September 20, 2013 at 1:16 pm

So so so funny.


Alina Adams September 20, 2013 at 1:48 pm

Will you be releasing a CD of the songs, because I think my Mama would like to learn your Mama’s part and put it on infinite reprise.


Deb September 20, 2013 at 5:30 pm



Deborah J September 20, 2013 at 7:43 pm

Umm, so Mama was right?
*Ducks for cover…
Sorry, don’t know what I was thinking.


Selfish Mom
September 20, 2013 at 9:00 pm

WOW. Now you have to get a lawyer and find a loophole.


Alexandra September 21, 2013 at 1:36 am

Ha! love what SueBob says, also, in answer to SueBob, ” certainly not here. You thought you saw hives? One day here and I’ll show you hives, Marinkangelina. Or, your son will, rather.

Anyway, my house is waaaay worse. Why my kids dose up on the inhaler before they hit the sack.



Christie September 21, 2013 at 8:54 am

Welcome to the motherhood sent me here. I think I love you. Hilarious.


dusty earth mother September 21, 2013 at 11:32 am

I think you just won a Tony for Original Play.


Darcy Perdu September 21, 2013 at 11:45 am

that’s the most hilarious hive story I’ve ever heard!


September 21, 2013 at 1:35 pm

I’m going to have to call you Tony, because best new play.


Carrie September 21, 2013 at 8:33 pm

When you hand him the $100 bill, saying of course, “sorry, i don’t have anything smaller” don’t forget to mention as you rub your chin to your shoulder “seeing as you took my last hundred I am going to have to charge you for all meals and board for say, the next month”

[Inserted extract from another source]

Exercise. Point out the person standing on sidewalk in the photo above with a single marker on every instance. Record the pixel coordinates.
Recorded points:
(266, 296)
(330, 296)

—>hilarious and can’t wait for Act 4!


anymommy September 22, 2013 at 1:11 pm

I knew this story was going to be good. I must know who played Mama?


Tinne from Tantrums and Tomatoes September 23, 2013 at 8:01 am

Brilliant, but a bummer about the lost bet.


tracy@sellabitmum September 24, 2013 at 7:22 am

I hope this hits Broadway soon! Hilarious!